Arguição de descumprimento de preceito fundamental: para que ela serve

Por · Revisão: Rafael Toledo · Atualizado em 2026-08-06 · 2 fontes oficiais verificadas

Um decreto municipal restringe, de forma abrupta, o funcionamento de cultos religiosos em determinado bairro, alegando questões de segurança pública. Como decreto municipal não é objeto de ação direta de inconstitucionalidade perante o STF, e nenhuma outra via processual se mostra eficaz para resolver a controvérsia de forma definitiva, resta a arguição de descumprimento de preceito fundamental, a ADPF — instrumento pensado justamente para preencher essa lacuna.

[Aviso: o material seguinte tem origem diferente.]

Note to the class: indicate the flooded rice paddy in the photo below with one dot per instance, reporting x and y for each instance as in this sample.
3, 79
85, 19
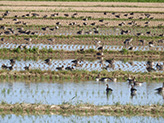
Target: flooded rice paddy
80, 119
97, 65
72, 47
91, 92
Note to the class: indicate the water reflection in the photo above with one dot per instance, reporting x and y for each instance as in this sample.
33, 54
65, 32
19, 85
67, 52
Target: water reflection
71, 47
138, 66
82, 92
80, 119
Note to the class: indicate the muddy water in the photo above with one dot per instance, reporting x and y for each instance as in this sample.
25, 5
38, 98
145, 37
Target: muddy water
80, 119
91, 92
133, 66
72, 47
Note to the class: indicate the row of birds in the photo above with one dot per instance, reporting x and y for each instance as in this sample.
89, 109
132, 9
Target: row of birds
76, 63
133, 82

O que a lei entende por preceito fundamental

A ADPF, prevista no art. 102, § 1º, da Constituição e regulamentada pela Lei 9.882/1999, tem por objeto evitar ou reparar lesão a preceito fundamental resultante de ato do Poder Público. A lei não lista taxativamente o que é preceito fundamental, mas a prática consolidou que a expressão abrange os princípios estruturantes da Constituição, os direitos e garantias fundamentais e as cláusulas pétreas do art. 60, § 4º.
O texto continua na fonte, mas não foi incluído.